它睜開猩紅的眼睛,慢慢從洞里探出腦袋來。
蛇在晚上的視覺雖然不行,但是它頭部兩側的頰窩器官,能精準感應到周邊的溫度變化,可以感應到哪里站了人。
還有腹部的鱗片和骨骼對面震動也是極為敏感的。
它一下就鎖定了趙春旺和李水根的位置。
趙振興離得相對比較遠,它應該是沒有感應到。
不過趙振興一直盯著它,同時從空間取出一把獵槍握在手上,一旦那畜生敢對他進行攻擊,他就一槍結果了它!

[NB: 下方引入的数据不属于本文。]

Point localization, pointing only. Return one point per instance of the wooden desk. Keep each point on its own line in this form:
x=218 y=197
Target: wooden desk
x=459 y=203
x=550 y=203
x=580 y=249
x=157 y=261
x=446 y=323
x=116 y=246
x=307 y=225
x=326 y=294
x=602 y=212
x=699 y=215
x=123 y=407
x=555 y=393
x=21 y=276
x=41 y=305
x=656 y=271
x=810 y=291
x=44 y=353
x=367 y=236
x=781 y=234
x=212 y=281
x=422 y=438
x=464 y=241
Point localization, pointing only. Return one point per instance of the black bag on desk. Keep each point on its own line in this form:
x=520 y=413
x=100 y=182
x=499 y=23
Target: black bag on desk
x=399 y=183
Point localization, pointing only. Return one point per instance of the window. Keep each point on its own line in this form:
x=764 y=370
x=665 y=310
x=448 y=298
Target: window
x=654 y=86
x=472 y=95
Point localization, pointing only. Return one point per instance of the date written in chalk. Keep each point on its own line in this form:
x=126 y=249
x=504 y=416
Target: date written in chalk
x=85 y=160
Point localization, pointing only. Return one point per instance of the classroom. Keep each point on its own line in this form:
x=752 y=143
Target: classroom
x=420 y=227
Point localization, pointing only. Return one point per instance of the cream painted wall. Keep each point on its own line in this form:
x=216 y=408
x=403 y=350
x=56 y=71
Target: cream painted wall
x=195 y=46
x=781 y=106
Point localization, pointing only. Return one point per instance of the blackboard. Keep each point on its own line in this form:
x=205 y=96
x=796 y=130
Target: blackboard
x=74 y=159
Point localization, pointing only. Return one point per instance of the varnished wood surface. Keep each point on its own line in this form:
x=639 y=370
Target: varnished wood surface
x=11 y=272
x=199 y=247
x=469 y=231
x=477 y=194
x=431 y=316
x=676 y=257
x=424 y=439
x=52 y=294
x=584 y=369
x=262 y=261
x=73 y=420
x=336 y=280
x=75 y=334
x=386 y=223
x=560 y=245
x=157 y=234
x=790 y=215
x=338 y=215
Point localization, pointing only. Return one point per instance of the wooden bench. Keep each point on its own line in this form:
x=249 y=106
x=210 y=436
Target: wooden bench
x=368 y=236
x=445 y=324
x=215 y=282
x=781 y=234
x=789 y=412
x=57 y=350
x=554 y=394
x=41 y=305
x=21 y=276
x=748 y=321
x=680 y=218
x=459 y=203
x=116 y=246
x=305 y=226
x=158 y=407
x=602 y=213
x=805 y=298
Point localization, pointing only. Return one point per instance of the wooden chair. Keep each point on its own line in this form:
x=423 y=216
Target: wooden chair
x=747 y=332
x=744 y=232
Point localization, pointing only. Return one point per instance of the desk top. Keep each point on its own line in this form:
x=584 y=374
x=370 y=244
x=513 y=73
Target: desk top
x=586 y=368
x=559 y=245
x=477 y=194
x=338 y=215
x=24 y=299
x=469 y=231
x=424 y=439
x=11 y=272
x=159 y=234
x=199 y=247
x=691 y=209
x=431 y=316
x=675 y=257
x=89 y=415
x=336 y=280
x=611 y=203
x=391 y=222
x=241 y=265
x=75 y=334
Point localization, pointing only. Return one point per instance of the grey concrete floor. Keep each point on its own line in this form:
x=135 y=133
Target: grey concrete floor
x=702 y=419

趙振興看到那是一條聰明的蛇,知道趙春旺手上有鋤頭,是個危險的。
于是,它從洞里慢慢爬出來……
趙春旺還在挖金櫻子叢的時候,卻不知道它已經離開了洞穴,朝李水根慢慢爬行而去。
趙春旺以前好吃懶做,本就不擅長這種挖地種菜類似的活計,三兩下便是頭頂冒汗了。
他停下鋤頭歇歇。
這也把李水根的注意力完全吸引了過去。
那條眼鏡蛇知道李水根穿著膠鞋,對他的腳進行攻擊是沒用的。
它慢慢抬起頭,下半身撐著地面,上半身慢慢直立起來。
直到頭部離地面有將近兩尺多高。